他不打算用本体的实力,比如飞剑、羽衣刀这些动手,这样容易打草惊蛇。通过五大魔神出手,看不出来路,即使对方也不知道是徐青在背后。

毕竟知晓徐青修炼五大魔神的人,都是徐青身边的亲近人。

徐青计议一定,回到梧桐小院,开始观想修罗王。

修罗王也是一尊三头六臂的凶恶魔神,手持各种可怕武器,乃是徐青凶念的化身。

这魔神最厉害的是一双魔爪。

徐青观想之时,融入了虎魔练骨拳的虎爪意境,此魔神一出,连夜叉王、罗刹王都在旁边轻微颤栗。

显然修罗王比罗刹王、夜叉王更可怕。

徐青如今神魂也不怕他,紫微星将修罗王狠狠镇压。

不过这修罗王凶性很重,不停反抗。

徐青废了很大的劲,才将其第一次降伏,有了第一次,便有第二次。

如此反反复复,修罗王最终还是屈服了。

只不过其凶性依旧令人心惊。

如同养了一只恶犬,主人稍不注意,都可能受到撕咬。

“它自狠来它自恶,我自一口真炁足。”徐青见修罗王还不老实,直接激发出丹田的一丝先天一炁。

这先天一炁是雷法的雏形,自带雷法的威严,在徐青的驱使下,如煌煌天威,将修罗王的凶恶反抗之念磨平。

“这先天一炁果然厉害无比,我还是得专精于金光咒和玄天观想法。只要将这金光咒不断往上提升,凭借先天一炁修成雷法,什么道术都不怕。”徐青愈发体会到先天一炁的精妙。

一法破万法的名头,果真不是吹出来的。

他降伏了修罗王,不再去管,沉下心观想东方苍龙七脉之首的“角”脉。这条隐脉观想之时,徐青明显感觉到,应天府有一股庞大的龙脉在沉睡,王气内敛。

“应天府果真有龙脉。大虞朝开国时,定都如此,确然无差。”徐青暗自感慨。

虽然自古以来,以应天府为首都的王朝大都短命,但确实是建立了割据一方的霸权,本朝更是以此为根基形成大一统。

徐青不禁冒出一个念头,他修炼东方苍龙七脉,或许在应天府修炼更合适,而且紫微帝脉在应天府,说不定还有加持。

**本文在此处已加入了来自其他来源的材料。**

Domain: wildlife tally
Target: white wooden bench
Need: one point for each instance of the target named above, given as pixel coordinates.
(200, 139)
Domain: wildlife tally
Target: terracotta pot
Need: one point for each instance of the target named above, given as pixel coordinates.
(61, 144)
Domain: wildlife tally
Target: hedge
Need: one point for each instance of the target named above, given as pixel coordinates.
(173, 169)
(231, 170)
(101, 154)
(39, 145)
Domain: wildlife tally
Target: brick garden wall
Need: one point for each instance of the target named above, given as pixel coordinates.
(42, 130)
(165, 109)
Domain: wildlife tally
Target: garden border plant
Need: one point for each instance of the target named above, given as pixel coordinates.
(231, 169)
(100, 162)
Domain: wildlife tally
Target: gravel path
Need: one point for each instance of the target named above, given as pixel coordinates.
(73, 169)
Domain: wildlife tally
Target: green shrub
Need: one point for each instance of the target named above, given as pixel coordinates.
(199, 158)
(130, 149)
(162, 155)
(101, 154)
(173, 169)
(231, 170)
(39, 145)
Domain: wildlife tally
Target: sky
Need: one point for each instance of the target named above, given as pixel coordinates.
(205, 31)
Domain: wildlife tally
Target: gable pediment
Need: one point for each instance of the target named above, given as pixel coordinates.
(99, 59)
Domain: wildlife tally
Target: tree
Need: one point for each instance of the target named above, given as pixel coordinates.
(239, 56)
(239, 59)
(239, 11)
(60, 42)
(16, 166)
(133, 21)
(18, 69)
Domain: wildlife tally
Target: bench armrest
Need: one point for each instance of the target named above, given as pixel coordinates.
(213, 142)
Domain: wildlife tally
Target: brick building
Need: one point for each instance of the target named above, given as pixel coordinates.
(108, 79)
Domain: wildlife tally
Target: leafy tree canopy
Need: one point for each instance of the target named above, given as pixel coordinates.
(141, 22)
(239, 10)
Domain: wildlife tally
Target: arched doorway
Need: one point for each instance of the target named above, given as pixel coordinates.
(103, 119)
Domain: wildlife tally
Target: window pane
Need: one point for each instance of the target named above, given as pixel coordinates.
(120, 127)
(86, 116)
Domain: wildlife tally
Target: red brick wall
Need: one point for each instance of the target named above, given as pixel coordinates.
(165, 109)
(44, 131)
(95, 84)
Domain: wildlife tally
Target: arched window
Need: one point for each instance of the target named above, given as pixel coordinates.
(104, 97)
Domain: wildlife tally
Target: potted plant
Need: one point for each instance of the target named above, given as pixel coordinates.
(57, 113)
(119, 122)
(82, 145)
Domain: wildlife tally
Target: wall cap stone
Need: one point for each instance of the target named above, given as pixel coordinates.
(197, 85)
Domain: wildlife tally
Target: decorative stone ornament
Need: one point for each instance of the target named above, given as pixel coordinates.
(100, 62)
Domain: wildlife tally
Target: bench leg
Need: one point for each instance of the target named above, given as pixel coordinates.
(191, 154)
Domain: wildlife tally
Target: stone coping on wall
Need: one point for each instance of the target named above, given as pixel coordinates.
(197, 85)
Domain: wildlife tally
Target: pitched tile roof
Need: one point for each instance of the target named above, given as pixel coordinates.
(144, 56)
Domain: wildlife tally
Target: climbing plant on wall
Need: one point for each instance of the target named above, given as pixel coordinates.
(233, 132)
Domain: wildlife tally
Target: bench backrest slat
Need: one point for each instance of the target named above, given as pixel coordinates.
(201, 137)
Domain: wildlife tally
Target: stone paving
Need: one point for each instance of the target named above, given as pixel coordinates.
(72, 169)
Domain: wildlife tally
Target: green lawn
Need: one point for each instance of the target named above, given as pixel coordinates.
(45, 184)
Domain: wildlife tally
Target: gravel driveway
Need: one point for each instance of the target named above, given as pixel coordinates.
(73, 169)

只是这又有另外的难题,那就是梧桐老树在江宁府,他需要借助梧桐老树,进入阴阳协调的状态,不然的话,修炼先天一炁也有麻烦。

真是世事两难全。

反正后面乡试要去,到时候试试看。

徐青不着急,他的势力迟早要渗透进应天府的。

要是吴大人这巡按御史再当一年,等徐青考中举人之后,要在应天府发展势力,那就容易许多。

徐青暗自可惜。

巡按御史正是因为影响力太大,所以才只能当一年。

毕竟直隶总督,未必能在南直隶办成任何事,但巡按御史却能在南直隶坏任何一件事。

官场上,谁不怕能直接跟皇帝打小报告的啊。

“不知新任的巡按御史是谁。”徐青不禁幽幽地想着此事。

“赵公公,咱们暂且忍耐一段时间,等吴老狗一走,那小子来应天府参加乡试,一定给他颜色瞧瞧。”武定侯这次花了一大笔钱才涉险过关,心里说不气那是假的。而且他也不怕徐青。他毕竟是皇帝的亲信武勋,虽然犯了错,但在皇城有根。如果他跟文官走得近,反而会让皇帝真正震怒。

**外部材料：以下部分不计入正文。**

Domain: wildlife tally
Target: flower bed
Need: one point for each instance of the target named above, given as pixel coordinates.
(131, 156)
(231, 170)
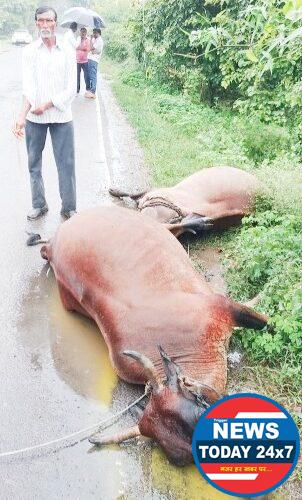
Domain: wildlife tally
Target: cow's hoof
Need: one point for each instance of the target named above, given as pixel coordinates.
(96, 441)
(196, 222)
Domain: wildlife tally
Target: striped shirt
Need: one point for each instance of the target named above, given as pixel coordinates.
(49, 75)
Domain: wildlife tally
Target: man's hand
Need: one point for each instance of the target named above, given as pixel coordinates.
(18, 128)
(40, 110)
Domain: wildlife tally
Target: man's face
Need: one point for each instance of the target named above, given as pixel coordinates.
(46, 24)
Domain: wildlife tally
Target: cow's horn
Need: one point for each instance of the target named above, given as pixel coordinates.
(172, 370)
(208, 393)
(149, 368)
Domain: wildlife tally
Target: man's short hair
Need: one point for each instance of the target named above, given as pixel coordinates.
(43, 9)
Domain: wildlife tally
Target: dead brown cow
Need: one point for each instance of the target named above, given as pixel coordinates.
(133, 278)
(215, 197)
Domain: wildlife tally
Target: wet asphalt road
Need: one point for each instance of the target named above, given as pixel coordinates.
(54, 370)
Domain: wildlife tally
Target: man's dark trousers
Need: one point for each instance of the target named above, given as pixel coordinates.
(84, 67)
(62, 137)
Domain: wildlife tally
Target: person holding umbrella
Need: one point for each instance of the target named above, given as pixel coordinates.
(82, 58)
(94, 56)
(88, 17)
(70, 37)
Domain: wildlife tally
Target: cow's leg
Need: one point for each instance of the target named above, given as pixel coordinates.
(192, 223)
(246, 317)
(118, 193)
(117, 438)
(69, 301)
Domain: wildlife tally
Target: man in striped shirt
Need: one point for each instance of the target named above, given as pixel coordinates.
(49, 87)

最关键是,这次他和赵太监受挫之后,南直隶的文官和武勋接管了两人的差事,上贡给陛下的钱少了一大半。

此事已经让陛下震怒,准备恢复两人的差事。

赵太监点头,“没了巡按御史的庇护,咱们肯定要羞辱他一番。”

两人是皇帝亲信,只要不是被巡按御史这类能直接向皇帝打小报告的人弹劾,在南直隶根本不存在什么天敌。

哪怕魏国公、直隶总督这等在南直隶掌握大权的存在,平时都对两人很客气。